Virtually all malignant mesotheliomas (MMs) exhibit clonal chromosomal aberrations. Although the chromosome regions affected by these aberration(s) may vary from 1 tumor to another, certain regions are commonly disrupted. These aberrations are absent in benign mesothelial cells, and therefore their presence can be used to confirm a diagnosis of MM. In the current study, the authors investigated the value of karyotyping and fluorescence in situ hybridization (FISH) as adjuncts to conventional cytologic examination in patients with MM.
A retrospective analysis of 48 pleural or peritoneal fluids from patients with histologically confirmed MM was performed. Karyotypic analyses were attempted in all cases. In 27 cases, FISH for deletions of 9p21 (CDKN2A gene) and 22q was also performed because the karyotype was normal or unsuccessful.

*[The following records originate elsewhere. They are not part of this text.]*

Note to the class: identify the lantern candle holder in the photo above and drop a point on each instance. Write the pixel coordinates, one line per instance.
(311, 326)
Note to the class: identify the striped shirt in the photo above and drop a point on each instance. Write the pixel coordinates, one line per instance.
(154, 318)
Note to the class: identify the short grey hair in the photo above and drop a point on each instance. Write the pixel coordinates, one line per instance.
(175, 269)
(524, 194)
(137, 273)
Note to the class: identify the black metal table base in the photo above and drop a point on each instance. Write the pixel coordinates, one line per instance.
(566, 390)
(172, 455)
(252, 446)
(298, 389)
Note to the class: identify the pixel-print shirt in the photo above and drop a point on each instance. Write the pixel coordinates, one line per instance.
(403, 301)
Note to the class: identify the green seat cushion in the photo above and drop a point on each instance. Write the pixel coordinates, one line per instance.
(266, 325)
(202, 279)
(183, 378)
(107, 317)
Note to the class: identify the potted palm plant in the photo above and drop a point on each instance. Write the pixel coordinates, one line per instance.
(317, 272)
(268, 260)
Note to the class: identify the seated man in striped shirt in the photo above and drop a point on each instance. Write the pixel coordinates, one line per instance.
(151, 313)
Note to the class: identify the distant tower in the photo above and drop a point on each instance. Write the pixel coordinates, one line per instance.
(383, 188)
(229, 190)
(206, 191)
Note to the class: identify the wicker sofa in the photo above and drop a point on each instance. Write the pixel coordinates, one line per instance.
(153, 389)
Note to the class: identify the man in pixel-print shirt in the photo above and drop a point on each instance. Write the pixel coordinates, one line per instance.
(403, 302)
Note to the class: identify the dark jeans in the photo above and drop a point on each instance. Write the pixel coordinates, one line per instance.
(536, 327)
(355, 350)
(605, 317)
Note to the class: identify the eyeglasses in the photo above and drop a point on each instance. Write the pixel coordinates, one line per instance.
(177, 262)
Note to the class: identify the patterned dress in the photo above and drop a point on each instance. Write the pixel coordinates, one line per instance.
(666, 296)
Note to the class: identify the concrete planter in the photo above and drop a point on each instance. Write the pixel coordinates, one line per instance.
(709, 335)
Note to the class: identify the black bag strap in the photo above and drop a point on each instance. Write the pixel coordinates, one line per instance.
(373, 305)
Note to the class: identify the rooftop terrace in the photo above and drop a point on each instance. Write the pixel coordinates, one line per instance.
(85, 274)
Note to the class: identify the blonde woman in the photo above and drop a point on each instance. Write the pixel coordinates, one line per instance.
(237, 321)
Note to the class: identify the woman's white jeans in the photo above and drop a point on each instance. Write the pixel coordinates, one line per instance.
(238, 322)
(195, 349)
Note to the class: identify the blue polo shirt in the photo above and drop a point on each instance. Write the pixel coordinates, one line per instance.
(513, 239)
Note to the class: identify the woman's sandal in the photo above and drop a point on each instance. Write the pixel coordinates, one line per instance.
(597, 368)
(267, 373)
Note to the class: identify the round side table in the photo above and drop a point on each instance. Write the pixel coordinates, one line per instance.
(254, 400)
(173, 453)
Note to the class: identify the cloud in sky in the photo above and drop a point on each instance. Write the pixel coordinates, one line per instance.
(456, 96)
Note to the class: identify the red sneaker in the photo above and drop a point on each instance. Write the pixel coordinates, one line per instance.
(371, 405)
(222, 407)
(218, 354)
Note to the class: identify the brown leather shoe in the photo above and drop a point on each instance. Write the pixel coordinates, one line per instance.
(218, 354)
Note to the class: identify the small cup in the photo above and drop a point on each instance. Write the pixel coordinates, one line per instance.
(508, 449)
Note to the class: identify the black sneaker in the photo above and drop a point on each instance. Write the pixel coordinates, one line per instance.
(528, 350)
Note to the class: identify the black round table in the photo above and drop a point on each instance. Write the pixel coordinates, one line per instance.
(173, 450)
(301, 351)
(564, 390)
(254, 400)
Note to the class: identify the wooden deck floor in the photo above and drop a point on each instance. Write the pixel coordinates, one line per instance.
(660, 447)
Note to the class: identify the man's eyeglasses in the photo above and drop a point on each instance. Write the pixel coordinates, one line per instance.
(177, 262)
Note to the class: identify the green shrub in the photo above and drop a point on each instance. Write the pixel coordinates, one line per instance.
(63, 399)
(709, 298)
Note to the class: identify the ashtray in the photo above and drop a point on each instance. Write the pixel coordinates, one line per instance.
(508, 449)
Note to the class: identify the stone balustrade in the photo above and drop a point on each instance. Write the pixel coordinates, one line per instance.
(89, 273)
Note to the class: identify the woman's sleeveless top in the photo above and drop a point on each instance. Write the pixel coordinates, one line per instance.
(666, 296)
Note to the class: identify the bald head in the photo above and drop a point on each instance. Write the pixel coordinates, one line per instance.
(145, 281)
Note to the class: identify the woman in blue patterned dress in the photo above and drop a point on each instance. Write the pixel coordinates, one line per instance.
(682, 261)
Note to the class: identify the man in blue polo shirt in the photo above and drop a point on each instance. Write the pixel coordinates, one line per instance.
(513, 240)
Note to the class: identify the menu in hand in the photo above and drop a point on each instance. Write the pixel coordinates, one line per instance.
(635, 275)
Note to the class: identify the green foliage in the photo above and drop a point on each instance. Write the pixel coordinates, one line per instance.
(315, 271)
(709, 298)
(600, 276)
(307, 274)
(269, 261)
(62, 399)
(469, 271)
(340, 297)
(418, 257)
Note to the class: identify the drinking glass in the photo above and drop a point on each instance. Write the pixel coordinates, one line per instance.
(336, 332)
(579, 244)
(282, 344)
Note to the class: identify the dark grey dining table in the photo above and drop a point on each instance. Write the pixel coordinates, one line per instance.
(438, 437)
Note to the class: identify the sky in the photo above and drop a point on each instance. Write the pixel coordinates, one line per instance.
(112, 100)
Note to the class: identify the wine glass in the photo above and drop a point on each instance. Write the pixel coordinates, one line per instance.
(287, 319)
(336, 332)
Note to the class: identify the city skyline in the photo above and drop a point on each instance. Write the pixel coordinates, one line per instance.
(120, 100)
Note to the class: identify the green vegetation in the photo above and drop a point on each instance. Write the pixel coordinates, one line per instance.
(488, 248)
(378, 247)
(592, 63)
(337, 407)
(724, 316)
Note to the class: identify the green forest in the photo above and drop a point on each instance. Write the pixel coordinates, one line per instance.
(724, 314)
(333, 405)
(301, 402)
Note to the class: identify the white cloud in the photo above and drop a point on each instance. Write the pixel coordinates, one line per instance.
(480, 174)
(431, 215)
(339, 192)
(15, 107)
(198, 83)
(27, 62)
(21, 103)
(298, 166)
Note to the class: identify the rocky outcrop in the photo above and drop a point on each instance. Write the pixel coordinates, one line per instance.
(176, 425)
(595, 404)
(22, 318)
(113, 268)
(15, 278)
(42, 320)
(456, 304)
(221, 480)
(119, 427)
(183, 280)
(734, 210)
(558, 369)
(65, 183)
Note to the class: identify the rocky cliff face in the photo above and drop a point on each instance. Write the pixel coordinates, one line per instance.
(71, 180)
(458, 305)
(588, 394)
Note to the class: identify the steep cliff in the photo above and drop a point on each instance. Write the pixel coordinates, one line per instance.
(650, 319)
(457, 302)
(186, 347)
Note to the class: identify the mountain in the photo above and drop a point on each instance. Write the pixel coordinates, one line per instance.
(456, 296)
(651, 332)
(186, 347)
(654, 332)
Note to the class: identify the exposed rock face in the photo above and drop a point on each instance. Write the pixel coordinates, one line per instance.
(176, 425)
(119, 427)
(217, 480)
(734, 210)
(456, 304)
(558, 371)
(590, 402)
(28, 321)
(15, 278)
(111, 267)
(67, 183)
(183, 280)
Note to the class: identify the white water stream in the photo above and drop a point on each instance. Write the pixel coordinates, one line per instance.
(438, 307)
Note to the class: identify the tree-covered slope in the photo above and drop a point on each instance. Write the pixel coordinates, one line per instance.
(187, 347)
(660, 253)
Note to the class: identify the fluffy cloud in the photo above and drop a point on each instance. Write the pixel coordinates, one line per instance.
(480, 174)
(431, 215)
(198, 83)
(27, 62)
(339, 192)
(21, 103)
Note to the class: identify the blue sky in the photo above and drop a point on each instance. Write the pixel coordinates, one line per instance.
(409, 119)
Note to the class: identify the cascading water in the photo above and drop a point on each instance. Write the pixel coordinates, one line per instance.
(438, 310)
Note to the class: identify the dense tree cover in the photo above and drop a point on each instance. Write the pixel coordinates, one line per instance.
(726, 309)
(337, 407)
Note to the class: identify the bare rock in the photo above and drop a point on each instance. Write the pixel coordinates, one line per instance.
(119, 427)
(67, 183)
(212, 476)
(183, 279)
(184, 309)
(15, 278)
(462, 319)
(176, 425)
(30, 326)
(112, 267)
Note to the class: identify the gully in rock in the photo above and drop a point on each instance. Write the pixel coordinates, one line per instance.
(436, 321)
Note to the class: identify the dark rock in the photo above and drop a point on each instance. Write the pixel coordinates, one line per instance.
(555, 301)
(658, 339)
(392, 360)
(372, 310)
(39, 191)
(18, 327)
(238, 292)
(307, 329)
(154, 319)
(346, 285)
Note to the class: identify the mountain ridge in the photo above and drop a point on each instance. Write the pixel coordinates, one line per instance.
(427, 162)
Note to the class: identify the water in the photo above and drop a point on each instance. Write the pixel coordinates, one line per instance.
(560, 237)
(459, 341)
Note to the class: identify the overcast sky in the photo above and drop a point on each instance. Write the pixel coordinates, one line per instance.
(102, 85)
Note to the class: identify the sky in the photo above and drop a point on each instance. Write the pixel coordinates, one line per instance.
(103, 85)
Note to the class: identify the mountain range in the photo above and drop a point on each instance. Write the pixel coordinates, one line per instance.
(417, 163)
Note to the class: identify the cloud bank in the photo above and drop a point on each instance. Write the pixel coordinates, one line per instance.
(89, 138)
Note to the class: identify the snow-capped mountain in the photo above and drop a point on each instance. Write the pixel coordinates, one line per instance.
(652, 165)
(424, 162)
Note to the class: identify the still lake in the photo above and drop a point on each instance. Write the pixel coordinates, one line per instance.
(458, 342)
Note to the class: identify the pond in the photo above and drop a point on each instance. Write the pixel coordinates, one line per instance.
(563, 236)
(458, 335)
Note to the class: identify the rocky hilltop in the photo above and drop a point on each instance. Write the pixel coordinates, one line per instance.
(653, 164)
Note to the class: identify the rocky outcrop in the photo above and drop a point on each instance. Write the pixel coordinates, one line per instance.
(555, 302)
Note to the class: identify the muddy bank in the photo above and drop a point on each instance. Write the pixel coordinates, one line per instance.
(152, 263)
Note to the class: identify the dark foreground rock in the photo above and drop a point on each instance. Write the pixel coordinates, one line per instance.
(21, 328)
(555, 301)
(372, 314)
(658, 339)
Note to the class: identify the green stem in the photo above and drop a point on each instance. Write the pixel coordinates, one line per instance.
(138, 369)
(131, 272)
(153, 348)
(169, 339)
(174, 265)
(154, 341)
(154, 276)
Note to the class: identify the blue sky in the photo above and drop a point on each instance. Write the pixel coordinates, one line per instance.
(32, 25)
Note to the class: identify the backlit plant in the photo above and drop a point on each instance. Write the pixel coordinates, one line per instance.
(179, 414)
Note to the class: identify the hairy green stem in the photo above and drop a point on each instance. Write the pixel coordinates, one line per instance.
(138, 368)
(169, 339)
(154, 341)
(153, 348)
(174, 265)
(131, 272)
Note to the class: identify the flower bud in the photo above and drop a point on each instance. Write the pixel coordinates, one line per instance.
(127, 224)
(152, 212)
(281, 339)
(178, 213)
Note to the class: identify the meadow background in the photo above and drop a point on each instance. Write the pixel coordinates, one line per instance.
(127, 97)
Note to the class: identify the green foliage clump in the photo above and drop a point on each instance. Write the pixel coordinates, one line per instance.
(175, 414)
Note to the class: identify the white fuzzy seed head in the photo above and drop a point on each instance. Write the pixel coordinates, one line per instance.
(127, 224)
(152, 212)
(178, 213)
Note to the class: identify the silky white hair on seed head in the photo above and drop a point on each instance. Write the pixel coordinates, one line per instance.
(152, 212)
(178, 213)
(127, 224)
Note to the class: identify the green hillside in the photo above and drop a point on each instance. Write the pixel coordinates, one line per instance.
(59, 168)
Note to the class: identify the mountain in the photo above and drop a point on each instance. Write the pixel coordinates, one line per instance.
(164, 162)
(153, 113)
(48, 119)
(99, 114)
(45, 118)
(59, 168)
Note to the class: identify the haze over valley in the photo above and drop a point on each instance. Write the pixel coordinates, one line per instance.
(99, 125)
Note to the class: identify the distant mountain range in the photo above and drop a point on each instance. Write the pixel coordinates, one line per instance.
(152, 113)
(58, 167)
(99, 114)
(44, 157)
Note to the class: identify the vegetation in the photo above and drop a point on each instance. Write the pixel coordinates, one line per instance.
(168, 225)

Karyotypes were obtained in 35 (73%) of the specimens. Of these, 15 (43%) were abnormal and 20 (57%) were normal. Thirteen additional abnormal results were detected by FISH in cases for which the karyotypes were normal or unsuccessful. A total of 24 cases (50%) had an associated cytologic interpretation. Karyotyping or FISH was abnormal in 8 cases that were interpreted cytologically as either negative or suspicious.
The combination of FISH and karyotyping was found to improve on the diagnostic sensitivity of karyotyping alone in detecting MM in effusions. The authors concluded that karyotyping and FISH together were a more useful adjunct to cytology than FISH or karyotyping alone.